Abstract

Carinal resection is a technically demanding procedure that is associated with significant morbidity and mortality. We review our experience of carinal resection and analyze its surgical results. Between 1987 and 2004 a total of 35 patients underwent carinal resection for carcinoma involving tracheal carina. Surgical indications are primary non-small-cell lung cancer (NSCLC) in 29 patients, recurrence of NSCLC in 5, and tracheal cancer in 1. Operative procedures were divided into two groups: a reconstruction group (modified montage method in 14, one-stoma type in 2, montage type in 1); and a pneumonectomy group (tracheal sleeve in 10, wedge pneumonectomy in 8). Postoperative complications and survival of the two groups were evaluated. Three patients died postoperatively (8.5%). Major complications were noted in eight patients (22.8%), including three anastomotic stenoses, two pneumonias with respiratory failure, one dehiscence, one cardiac herniation, and one empyema. Six of these eight patients were in the reconstruction group.
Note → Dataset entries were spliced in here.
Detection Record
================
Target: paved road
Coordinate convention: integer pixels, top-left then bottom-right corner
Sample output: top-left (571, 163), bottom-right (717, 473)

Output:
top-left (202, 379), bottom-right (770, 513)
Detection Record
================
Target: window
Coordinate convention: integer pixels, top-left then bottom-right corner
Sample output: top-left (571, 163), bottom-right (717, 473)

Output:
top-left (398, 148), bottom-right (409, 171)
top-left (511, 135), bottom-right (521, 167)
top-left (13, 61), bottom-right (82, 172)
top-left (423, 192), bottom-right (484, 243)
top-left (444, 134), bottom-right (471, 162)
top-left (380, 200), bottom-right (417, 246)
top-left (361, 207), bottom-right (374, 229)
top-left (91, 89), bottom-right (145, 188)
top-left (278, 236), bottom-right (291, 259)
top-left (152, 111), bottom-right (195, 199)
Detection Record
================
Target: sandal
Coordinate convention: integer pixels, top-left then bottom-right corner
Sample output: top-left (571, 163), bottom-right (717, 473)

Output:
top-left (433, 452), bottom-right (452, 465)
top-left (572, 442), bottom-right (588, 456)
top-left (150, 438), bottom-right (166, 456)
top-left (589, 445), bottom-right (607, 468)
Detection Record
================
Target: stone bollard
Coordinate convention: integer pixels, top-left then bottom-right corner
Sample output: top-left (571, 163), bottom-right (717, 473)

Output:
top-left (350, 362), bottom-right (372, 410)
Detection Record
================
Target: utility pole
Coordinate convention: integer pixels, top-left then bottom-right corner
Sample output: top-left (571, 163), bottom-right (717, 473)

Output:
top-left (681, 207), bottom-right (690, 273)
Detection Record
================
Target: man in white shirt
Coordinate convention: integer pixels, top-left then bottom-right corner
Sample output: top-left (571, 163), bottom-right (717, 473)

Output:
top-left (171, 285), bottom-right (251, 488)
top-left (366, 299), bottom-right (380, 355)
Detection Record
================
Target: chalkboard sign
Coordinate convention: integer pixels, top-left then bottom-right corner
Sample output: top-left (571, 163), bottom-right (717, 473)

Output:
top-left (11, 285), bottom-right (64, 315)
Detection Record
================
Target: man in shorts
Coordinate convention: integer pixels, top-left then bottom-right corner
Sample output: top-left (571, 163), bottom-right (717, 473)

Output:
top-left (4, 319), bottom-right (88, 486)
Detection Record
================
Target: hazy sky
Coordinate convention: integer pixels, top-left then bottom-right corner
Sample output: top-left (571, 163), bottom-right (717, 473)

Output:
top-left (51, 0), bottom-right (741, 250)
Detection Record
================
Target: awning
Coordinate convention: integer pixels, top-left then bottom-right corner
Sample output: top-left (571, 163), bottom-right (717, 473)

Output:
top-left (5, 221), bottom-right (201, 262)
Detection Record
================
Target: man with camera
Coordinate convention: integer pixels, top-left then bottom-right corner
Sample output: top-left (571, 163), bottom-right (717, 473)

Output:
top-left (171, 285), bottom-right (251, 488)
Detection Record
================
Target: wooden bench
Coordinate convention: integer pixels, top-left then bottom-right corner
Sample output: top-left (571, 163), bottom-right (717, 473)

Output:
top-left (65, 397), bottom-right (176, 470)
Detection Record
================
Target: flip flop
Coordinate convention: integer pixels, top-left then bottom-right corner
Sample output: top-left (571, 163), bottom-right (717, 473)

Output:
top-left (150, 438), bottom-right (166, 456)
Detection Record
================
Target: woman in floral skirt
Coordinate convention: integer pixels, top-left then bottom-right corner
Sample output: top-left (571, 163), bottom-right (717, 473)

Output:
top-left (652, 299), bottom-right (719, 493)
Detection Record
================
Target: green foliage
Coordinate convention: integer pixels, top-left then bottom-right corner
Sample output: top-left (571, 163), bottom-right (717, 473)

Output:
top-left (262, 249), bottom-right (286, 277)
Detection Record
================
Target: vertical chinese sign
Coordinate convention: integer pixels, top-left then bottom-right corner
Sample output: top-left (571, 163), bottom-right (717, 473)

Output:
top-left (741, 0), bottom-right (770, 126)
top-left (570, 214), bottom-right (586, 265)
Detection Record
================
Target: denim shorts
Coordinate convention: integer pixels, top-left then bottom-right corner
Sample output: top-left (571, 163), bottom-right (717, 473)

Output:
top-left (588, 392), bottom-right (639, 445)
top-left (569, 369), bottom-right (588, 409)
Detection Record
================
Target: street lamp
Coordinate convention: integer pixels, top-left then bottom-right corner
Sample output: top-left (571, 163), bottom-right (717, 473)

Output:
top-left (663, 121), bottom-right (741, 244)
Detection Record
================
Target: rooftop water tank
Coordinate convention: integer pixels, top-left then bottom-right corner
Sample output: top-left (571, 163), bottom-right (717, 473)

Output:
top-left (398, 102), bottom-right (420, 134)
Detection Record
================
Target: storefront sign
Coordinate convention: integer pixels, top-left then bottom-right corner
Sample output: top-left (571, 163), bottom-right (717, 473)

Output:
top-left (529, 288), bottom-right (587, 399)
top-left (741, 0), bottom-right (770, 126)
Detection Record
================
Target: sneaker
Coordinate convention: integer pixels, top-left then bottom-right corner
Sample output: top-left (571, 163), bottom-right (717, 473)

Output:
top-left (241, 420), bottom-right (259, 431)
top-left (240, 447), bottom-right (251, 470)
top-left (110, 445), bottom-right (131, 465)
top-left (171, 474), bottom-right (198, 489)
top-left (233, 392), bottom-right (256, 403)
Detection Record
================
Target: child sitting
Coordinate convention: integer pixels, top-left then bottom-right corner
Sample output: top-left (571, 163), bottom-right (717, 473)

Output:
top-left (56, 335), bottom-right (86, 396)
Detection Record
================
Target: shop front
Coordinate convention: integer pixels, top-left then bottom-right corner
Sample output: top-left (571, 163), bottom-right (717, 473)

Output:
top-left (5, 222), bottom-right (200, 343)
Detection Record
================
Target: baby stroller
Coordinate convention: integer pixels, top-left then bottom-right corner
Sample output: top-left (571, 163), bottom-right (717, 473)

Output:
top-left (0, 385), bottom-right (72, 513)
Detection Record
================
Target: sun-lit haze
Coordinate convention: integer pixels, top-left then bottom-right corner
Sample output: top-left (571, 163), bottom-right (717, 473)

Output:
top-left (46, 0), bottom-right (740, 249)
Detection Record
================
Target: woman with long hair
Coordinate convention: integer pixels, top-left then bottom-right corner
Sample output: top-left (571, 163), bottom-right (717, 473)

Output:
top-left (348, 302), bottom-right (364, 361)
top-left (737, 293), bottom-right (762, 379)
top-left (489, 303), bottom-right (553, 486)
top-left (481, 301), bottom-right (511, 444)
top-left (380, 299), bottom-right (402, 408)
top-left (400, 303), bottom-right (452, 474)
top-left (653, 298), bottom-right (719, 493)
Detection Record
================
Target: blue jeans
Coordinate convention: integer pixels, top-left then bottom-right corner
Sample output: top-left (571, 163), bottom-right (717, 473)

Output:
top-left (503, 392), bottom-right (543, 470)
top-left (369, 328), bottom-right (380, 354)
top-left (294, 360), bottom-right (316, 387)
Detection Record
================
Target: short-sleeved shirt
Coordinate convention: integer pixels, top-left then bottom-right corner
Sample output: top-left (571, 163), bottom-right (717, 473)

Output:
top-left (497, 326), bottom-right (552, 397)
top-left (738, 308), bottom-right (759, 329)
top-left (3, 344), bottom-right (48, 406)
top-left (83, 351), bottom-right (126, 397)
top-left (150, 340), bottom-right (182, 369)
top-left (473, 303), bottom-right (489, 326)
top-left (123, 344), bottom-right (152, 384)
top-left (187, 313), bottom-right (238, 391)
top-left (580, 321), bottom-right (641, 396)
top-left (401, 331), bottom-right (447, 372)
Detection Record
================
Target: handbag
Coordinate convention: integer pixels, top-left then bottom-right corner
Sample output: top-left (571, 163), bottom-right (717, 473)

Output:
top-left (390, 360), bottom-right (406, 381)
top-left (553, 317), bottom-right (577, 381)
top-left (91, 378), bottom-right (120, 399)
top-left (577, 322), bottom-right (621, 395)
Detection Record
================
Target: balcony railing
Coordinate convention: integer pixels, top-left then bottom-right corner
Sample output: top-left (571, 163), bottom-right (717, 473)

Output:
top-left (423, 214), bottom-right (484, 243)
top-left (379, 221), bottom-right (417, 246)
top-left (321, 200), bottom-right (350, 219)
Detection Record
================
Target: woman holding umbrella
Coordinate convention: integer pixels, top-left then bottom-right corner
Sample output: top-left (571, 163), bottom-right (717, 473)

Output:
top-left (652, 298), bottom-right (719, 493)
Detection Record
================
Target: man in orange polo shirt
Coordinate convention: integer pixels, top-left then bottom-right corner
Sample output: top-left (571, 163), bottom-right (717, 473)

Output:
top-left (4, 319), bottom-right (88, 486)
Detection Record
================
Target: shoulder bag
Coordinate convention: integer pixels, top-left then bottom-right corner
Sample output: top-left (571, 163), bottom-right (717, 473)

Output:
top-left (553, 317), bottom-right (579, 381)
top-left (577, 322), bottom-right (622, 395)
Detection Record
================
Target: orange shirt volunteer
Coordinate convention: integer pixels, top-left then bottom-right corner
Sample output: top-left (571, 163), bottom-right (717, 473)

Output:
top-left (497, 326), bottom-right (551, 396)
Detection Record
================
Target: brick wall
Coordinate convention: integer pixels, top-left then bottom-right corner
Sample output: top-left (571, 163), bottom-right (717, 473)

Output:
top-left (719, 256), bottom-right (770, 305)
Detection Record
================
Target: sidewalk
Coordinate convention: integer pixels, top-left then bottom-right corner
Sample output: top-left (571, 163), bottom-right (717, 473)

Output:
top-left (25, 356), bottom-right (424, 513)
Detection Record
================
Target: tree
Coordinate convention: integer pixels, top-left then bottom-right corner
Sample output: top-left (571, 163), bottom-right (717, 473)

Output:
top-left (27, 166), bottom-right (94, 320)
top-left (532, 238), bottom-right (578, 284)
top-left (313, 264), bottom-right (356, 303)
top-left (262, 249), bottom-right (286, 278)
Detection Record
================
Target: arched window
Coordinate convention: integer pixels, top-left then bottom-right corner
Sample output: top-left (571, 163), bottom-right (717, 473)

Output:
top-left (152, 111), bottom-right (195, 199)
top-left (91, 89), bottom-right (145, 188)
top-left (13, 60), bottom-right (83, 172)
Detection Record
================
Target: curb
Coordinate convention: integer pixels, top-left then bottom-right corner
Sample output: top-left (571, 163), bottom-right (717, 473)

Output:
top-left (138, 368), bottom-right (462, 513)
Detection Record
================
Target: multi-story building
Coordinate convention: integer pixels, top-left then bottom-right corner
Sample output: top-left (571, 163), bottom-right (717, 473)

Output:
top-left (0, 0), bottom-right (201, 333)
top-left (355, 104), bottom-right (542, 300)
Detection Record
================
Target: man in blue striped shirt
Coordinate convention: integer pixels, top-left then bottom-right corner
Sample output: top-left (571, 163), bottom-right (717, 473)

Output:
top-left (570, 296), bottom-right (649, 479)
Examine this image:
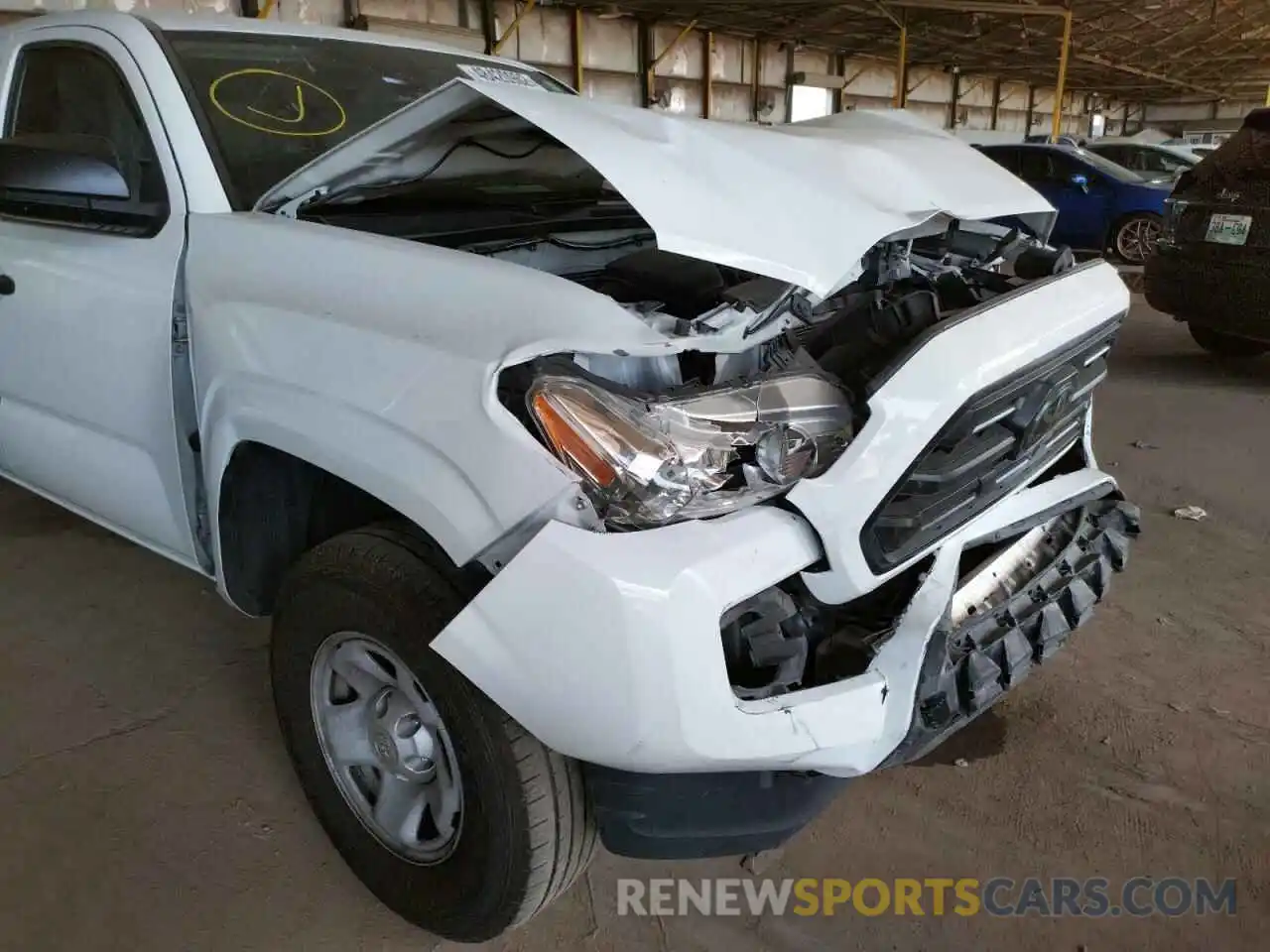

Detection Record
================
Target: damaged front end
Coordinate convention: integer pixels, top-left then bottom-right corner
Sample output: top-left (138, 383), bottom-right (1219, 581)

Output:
top-left (262, 70), bottom-right (1137, 807)
top-left (490, 222), bottom-right (1077, 530)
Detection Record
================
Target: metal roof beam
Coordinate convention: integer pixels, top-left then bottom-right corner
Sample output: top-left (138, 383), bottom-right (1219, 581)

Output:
top-left (1075, 54), bottom-right (1221, 98)
top-left (890, 0), bottom-right (1068, 17)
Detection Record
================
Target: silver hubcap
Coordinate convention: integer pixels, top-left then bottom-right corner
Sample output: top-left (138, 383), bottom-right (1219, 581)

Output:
top-left (1115, 218), bottom-right (1160, 263)
top-left (310, 631), bottom-right (463, 863)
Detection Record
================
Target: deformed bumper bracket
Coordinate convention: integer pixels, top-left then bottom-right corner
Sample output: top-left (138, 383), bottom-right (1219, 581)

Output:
top-left (881, 494), bottom-right (1140, 767)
The overall survival was 42.5% at 2 years and 28.3% at 5 years. In patients with primary NSCLC, 7 of 16 patients with NO disease survived more than 5 years, but all 13 patients with N1 or N2 disease died within 3 years. In the pneumonectomy group, 9 of 13 patients died within 2 years. Carinal resection for tracheobronchial carcinoma is feasible with acceptable morbidity and mortality. Nodal involvement can be a potential contraindication for carinal resection. Careful selection of patients is crucial, especially when pneumonectomy is required.